2011/06/10
Awakening Islam Religious Dissent in Contemporary Saudi Arabia
Stephane Lacroix Awakening Islam Religious Dissent in Contemporary Saudi Arabia, Cambridge, Massachusetts: Harvard University press, 2011, £22.95
ISBN: 978-0-674-04964-2, 328 pages, 1 map
The surge in Arab revolutions since January 2011 has surprised many scholars and policy makers for one reason. The revolt is not currently orchestrated by the much studied Islamists. Since the 1970s, Western academics preferred to see the Arab world through the prism of Islam, which has become the constant variable that explained everything- stagnation, resistance to democracy, oppression of women, discrimination against minorities, and recently terrorism. The majority of academics ignored a limited number of texts written by nuanced scholars who argued that we must go beyond Islam to understand the many social, political and economic problems of the region. Yet Western obsession with security after 9/11 and so-called Islamic radicalism meant that the academe had to follow suit and privilege the study of Islamists- many are seen as terrorists in the making. Privileging Islam as the only explanatory factor allowed policy makers in the West and the Arab world to avoid facing unpleasant realities such as demographic explosions, unemployment, poverty, corruption, authoritarian rule and abuse of human rights.The recent fall of authoritarian Arab regimes in Tunisia and Egypt at the hands of young and frustrated population proved that Islam alone can never and will never explain the Arab world. Yet the metanarrative persists.

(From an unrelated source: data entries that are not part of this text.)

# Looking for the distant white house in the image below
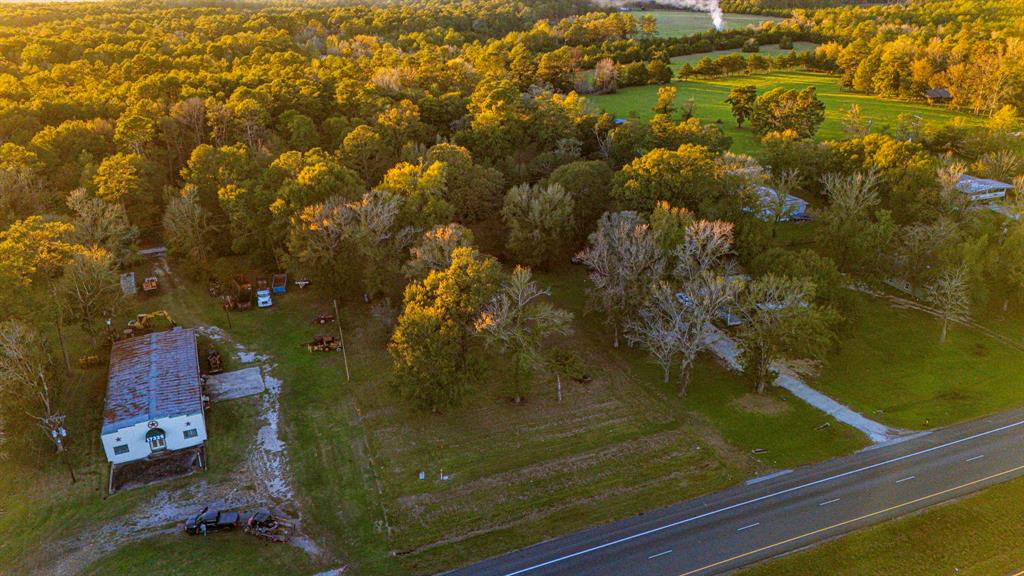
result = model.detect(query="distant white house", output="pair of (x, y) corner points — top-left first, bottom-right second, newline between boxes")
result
(745, 186), (807, 222)
(956, 174), (1014, 202)
(100, 328), (207, 464)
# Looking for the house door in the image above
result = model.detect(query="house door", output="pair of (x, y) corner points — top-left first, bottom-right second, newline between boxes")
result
(145, 428), (167, 452)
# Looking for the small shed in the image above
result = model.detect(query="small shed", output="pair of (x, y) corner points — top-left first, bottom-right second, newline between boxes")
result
(748, 186), (807, 222)
(956, 174), (1014, 202)
(100, 328), (207, 464)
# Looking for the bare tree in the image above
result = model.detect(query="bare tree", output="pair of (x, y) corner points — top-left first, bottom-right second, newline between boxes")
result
(673, 220), (739, 396)
(402, 223), (473, 279)
(626, 220), (738, 396)
(578, 210), (665, 347)
(626, 282), (686, 383)
(475, 266), (572, 404)
(935, 162), (970, 217)
(760, 168), (800, 238)
(739, 275), (839, 394)
(0, 319), (65, 452)
(926, 268), (971, 342)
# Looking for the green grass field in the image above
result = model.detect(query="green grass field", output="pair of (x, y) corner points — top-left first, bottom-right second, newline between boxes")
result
(814, 296), (1024, 429)
(739, 471), (1024, 576)
(631, 10), (784, 38)
(589, 71), (961, 156)
(672, 42), (818, 66)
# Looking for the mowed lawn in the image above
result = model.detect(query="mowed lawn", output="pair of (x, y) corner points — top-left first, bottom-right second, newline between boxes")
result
(48, 261), (866, 576)
(589, 70), (970, 156)
(671, 42), (818, 66)
(351, 266), (866, 573)
(813, 295), (1024, 429)
(630, 10), (784, 38)
(739, 471), (1024, 576)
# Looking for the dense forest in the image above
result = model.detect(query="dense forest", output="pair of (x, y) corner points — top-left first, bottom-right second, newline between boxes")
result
(0, 0), (1024, 444)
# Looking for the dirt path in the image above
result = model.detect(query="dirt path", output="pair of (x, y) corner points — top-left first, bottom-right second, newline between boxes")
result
(850, 286), (1024, 352)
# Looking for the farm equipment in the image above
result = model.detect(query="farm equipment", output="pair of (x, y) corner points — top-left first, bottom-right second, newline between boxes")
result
(239, 510), (295, 542)
(306, 334), (341, 352)
(230, 274), (253, 311)
(206, 348), (224, 374)
(185, 507), (239, 536)
(313, 312), (334, 326)
(256, 278), (273, 308)
(206, 278), (224, 298)
(270, 274), (288, 294)
(125, 310), (177, 337)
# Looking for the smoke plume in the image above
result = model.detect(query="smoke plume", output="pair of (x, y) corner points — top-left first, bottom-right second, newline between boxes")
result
(595, 0), (725, 32)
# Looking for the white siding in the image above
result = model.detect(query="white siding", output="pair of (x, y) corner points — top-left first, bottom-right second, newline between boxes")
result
(101, 414), (206, 464)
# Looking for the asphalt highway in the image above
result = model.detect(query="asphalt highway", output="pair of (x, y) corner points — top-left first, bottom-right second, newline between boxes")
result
(446, 410), (1024, 576)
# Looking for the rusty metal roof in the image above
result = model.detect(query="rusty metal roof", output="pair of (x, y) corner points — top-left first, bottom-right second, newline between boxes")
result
(102, 328), (203, 434)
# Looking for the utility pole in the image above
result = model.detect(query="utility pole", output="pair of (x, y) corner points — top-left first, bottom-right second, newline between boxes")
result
(334, 298), (352, 382)
(50, 286), (71, 374)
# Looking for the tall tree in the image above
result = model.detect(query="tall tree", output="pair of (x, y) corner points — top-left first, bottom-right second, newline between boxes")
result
(725, 86), (758, 128)
(68, 189), (138, 268)
(164, 184), (216, 275)
(0, 319), (65, 451)
(388, 248), (501, 412)
(739, 274), (839, 394)
(751, 86), (825, 138)
(578, 211), (665, 347)
(927, 268), (971, 342)
(502, 183), (575, 265)
(821, 171), (896, 276)
(56, 247), (122, 345)
(402, 223), (473, 279)
(475, 266), (572, 404)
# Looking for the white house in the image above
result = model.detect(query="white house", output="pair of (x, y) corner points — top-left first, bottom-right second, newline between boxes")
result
(100, 328), (206, 464)
(956, 174), (1014, 202)
(746, 186), (807, 222)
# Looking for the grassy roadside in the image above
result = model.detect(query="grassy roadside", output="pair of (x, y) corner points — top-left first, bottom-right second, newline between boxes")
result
(630, 10), (784, 38)
(588, 70), (972, 156)
(739, 471), (1024, 576)
(813, 295), (1024, 429)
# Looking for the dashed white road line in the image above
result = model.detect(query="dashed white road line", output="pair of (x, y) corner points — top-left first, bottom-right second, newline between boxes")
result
(647, 549), (672, 560)
(504, 420), (1024, 576)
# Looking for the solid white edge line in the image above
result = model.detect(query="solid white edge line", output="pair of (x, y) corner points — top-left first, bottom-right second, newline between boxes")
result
(504, 420), (1024, 576)
(647, 549), (672, 560)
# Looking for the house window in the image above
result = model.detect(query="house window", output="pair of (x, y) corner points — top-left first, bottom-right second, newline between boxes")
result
(145, 428), (167, 452)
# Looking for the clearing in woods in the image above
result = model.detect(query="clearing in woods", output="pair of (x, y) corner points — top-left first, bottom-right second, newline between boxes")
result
(630, 10), (785, 38)
(588, 70), (978, 156)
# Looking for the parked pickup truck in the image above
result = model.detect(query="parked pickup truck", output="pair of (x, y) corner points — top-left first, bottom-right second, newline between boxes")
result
(185, 508), (240, 534)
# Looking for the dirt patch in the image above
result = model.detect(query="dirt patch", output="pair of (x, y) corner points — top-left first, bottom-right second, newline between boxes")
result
(732, 394), (792, 416)
(40, 327), (325, 575)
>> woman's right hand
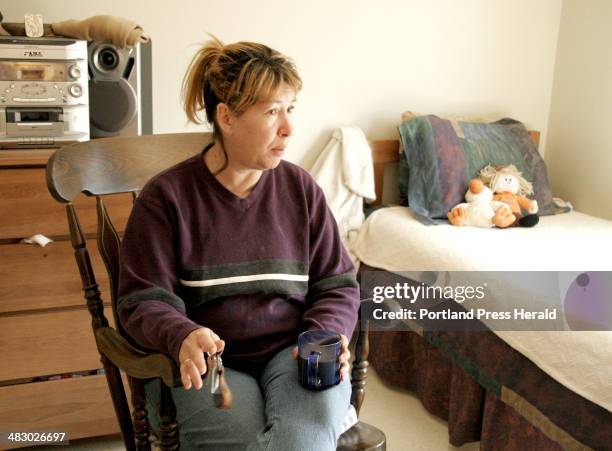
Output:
[179,327,225,390]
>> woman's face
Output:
[223,83,296,171]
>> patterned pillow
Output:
[398,115,554,223]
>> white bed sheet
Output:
[353,207,612,411]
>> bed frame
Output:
[369,130,540,206]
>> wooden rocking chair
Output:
[46,133,386,451]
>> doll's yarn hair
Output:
[480,164,533,196]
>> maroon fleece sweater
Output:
[118,149,359,371]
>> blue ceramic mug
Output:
[298,330,342,390]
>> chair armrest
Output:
[95,327,182,387]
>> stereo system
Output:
[0,36,153,149]
[0,36,89,148]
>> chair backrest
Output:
[46,133,212,335]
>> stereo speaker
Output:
[87,41,153,138]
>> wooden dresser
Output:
[0,149,131,447]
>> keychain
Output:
[206,352,233,410]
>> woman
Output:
[119,39,359,451]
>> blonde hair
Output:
[182,35,302,143]
[480,164,533,196]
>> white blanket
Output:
[310,127,376,266]
[353,207,612,411]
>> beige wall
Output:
[546,0,612,219]
[1,0,561,167]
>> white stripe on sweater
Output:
[180,273,308,287]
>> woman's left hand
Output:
[292,334,351,381]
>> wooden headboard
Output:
[369,130,540,206]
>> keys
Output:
[206,352,233,409]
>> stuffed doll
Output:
[447,179,516,228]
[480,164,540,227]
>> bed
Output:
[352,118,612,450]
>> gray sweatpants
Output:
[145,346,351,451]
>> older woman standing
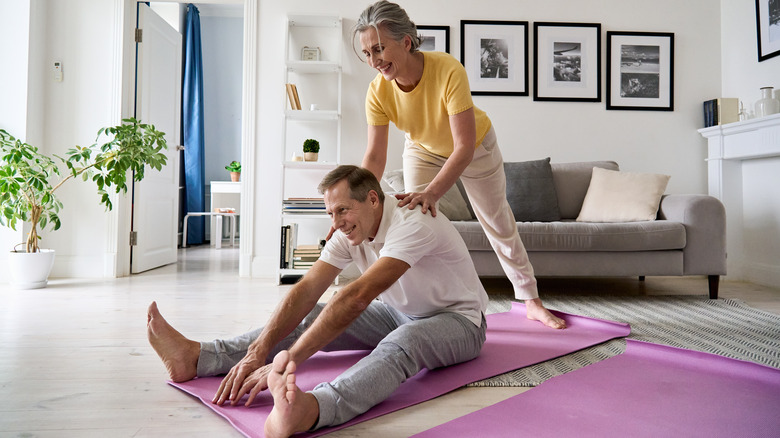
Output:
[353,0,566,328]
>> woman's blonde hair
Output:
[352,0,422,59]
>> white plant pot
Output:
[8,249,54,289]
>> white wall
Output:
[252,0,721,276]
[721,0,780,286]
[0,0,31,279]
[713,0,780,109]
[200,13,244,185]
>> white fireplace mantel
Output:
[699,114,780,285]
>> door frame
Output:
[106,0,260,277]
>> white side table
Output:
[209,181,241,248]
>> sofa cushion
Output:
[453,220,686,251]
[504,157,561,222]
[382,169,474,221]
[551,161,619,219]
[577,167,670,222]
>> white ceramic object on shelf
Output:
[756,87,780,117]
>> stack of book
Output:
[704,97,739,128]
[284,84,301,110]
[279,224,298,269]
[282,198,325,214]
[292,245,322,269]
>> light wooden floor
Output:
[0,247,780,438]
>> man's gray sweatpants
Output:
[198,301,487,428]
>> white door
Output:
[130,3,182,274]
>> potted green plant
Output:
[225,161,241,182]
[0,118,168,288]
[303,138,320,161]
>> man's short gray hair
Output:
[317,164,385,202]
[352,0,422,59]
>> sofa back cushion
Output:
[551,161,620,219]
[504,157,561,222]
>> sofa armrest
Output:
[658,195,726,275]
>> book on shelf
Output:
[279,224,298,269]
[282,198,325,214]
[704,97,739,128]
[285,84,301,110]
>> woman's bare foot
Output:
[146,301,200,382]
[525,298,566,329]
[265,350,320,438]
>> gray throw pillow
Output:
[504,157,561,222]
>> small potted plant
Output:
[0,118,168,289]
[303,138,320,161]
[225,161,241,182]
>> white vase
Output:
[8,249,54,289]
[756,87,780,117]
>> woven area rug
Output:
[468,294,780,387]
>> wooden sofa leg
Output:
[707,275,720,300]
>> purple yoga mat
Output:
[169,303,631,437]
[415,339,780,438]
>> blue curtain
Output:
[181,4,207,245]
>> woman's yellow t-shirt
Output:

Stephane Lacroix’s book is a product of the opening of the Saudi research field to French scholars in the aftermath of 9/11. After decades of so-called “Saudi Studies” being monopolised by Anglo-Saxon scholars, French academic institutions saw a window of opportunity at a fleeting moment of worsening Saudi-American relations. Institutional bridges were built between one of the most prestigious French political science Institutes and King Faisal Foundation, whose director, Prince Turki al-Faisal was key figure in Saudi Intelligence services. The result was the publication of several books on Saudi Arabia, including the one under review.
Awakening Islam focuses on the failure of Saudi political Islam and the fragmentation of its religious field, thus echoing the argument of Oliver Roy and many other observers. Building on previous research, Stephane Lacroix offers a detailed and elaborate description of the main Saudi contestants. He links Saudi Islamism to the exiled Arab Muslim brotherhood cadres who in the 1960s were welcomed in Saudi Arabia. The result in his opinion is a fusion with local Saudi Salafi discourse, creating in the process what is commonly known as al-Sahwa al-Isalmiyya, the Islamic awakening. This fusion had a solid institutional base in Saudi schools and colleges of religious higher education.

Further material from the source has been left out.